Decision-directed phase noise compensation for millimeter-wave single carrier systems with iterative frequency-domain equalization

This paper proposes a receiver that repeats iterative frequency-domain equalization (FDE) and decision-directed phase noise compensation (DD-PNC) to alleviate degradation due to the phase noise for millimeter-wave single carrier (SC) systems. High bit-rate SC-FDE transceivers based on the single-chip Si RF-CMOS IC technology in the 60-GHz millimeter-wave band have been extensively studied for wireless personal area network (WPAN) systems, and the relatively large phase noise in a phase-locked loop (PLL) synthesizer severely degrades transmission performance. In an initial processing of the proposed receiver, a cyclic prefix (CP)-based phase noise compensator (CP-PNC) removes the phase noise from a time-domain received signal by using CP, which is known to the receiver, and the channel is equalized by the iterative FDE using the conventional minimum mean-square-error (MMSE) weight. In an iterative processing, DD-PNC estimates the phase noise each symbol by exploiting an output of a channel decoder, and then compensates the time-domain received signal for the phase noise by using the estimate.

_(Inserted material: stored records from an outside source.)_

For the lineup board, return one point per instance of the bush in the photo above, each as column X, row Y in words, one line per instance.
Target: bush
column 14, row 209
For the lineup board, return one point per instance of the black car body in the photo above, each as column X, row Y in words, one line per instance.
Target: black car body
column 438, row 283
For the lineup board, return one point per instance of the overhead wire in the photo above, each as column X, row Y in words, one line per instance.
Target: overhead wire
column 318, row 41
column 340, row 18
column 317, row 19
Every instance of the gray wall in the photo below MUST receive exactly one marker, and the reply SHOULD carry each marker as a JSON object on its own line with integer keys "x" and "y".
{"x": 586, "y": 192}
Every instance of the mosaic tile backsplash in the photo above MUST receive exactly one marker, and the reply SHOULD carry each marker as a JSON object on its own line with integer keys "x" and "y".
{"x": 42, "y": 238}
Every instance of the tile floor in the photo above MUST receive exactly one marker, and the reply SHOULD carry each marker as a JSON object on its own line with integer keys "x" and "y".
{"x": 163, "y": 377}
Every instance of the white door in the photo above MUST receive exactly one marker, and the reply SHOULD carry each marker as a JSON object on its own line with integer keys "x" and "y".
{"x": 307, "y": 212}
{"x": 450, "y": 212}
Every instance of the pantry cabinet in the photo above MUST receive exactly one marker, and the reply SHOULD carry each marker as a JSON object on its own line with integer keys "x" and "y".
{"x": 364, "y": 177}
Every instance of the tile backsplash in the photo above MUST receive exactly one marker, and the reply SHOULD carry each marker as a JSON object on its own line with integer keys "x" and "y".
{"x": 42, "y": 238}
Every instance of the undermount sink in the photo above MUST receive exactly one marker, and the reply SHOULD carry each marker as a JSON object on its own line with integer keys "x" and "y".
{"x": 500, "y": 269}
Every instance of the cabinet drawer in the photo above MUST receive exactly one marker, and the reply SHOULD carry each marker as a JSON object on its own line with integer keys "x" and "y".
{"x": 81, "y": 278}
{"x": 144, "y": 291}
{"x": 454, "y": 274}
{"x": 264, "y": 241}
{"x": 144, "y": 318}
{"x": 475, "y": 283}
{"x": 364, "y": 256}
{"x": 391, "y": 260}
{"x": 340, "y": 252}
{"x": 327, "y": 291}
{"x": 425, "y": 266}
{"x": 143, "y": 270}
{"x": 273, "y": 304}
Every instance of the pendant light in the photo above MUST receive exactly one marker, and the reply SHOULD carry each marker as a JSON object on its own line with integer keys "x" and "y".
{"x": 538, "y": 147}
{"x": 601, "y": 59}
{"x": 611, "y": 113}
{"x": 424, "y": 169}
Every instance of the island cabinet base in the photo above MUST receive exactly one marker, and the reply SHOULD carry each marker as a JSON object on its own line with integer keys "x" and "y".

In order to equalize the compensated received signal, the iterative FDE performs both the MMSE filtering and residual inter-symbol interference cancelation using the decoder output. Computer simulations following the 60-GHz WPAN standard demonstrate that in the 64QAM with the coding rate of 3/4, the proposed receiver with three iterations can drastically remove the phase noise of −85 dBc/Hz at 1 MHz offset, and that it can achieve excellent transmission performance.